Sunday, August 27, 2006

Review: Beguilement: Book One of the Sharing Knife

Hugo Award winner Lois McMaster Bujold returns with the first volume of her newest series, The Sharing Knife. Her previous work, from The Curse of Chalion (Eos, 2001) all the way to The Hallowed Hunt (Eos, 2005), walks a fine line between fast-paced action of quest fantasy and character driven stories of romance. Here Bujold pushes the fantasy more to the background, making the developing romance between the main characters of Dag and Fawn the primary story.

This is not to say the novel is without action.
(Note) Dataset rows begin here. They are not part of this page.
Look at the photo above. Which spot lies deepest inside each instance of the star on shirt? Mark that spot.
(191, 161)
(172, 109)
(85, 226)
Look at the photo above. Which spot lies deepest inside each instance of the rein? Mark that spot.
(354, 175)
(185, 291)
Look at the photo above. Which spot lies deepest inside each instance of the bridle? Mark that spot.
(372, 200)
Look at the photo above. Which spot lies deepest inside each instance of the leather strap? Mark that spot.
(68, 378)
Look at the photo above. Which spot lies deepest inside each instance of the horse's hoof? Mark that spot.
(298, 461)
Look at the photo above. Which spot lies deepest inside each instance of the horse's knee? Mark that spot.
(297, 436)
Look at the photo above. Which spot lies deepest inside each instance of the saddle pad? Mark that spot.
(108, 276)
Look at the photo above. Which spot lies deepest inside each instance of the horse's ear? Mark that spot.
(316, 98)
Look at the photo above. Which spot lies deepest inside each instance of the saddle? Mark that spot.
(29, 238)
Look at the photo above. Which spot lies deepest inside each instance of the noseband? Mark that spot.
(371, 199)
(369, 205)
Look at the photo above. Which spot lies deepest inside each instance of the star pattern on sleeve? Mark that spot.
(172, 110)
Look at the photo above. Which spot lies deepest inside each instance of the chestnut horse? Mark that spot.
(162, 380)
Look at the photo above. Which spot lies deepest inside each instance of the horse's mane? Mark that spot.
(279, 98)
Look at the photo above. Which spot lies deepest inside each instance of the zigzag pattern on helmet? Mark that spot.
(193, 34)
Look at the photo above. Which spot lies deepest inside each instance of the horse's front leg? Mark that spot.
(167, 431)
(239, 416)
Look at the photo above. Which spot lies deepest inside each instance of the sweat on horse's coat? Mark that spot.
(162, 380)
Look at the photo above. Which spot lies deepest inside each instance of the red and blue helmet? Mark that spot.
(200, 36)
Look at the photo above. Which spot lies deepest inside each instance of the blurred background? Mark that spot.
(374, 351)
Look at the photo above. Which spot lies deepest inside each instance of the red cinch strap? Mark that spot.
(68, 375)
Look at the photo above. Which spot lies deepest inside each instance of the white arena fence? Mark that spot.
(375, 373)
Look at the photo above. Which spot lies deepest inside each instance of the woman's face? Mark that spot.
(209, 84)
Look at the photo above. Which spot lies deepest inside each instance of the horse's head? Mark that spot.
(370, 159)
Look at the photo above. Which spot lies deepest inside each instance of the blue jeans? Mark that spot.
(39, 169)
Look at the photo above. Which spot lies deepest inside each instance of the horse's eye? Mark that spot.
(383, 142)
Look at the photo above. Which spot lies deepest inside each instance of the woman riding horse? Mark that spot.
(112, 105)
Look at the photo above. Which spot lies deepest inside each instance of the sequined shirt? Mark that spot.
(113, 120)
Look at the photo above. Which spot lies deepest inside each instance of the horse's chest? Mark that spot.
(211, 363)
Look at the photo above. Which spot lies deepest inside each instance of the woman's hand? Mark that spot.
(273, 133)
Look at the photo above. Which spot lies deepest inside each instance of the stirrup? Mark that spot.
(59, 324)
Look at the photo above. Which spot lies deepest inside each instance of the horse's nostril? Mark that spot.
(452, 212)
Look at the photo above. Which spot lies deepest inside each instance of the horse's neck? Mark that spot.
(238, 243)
The two lovers meet when the wandering adventurer Dag rescues the farmer’s daughter Fawn from a Malice, a powerful demonic creature capable of bending the wills and flesh of others to its own. Dag, part of a tribe called Lakewalkers, uses special knives enchanted upon the death of its owner to destroy the demon. During her capture, Fawn’s unborn child is killed somehow enchanting one of Dag’s blades. This baffling mystery links the two together as they try to find out the secrets of the new special Sharing Knife.
While there is other action and drama throughout the story, good or bad the end result is that the events seem built for the singular purpose to push Dag and Fawn together. This is a big shift for fans of her other books, who will expect layers of political intrigue and thrilling action alongside the love story. This almost total focus on the love story places the whole weight of the novel on Bujold’s ability to make the two lovers compelling characters. The perspective shifts between both Fawn and Dag, allowing us to see from both sides how their relationship builds and grows. While the basic plot does venture into bodice-ripper territory, the book is saved from this by a strong command of language and an ability to deliver powerful emotions in a believable manner.
A side issue seems to be the (very) light feminist touch to the tale. Fawn is an 18 year old runaway, a young unmarried woman who left home when faced with an embarrassing, unwanted pregnancy. While she needed Dag to save her from both the Malice and the trap of her former life, there are hints that she’s becoming a stronger, more independent spirit. Back at home she had no control over her own life, but with Dag she opens up and shows sighs of real intelligence, determination and character. While I doubt a full series like this can be carried based solely around a romantic relationship, I do have hopes that increasing the strength and power of Fawn’s character can. But we won’t know for sure which way Bujold will go until the next volume.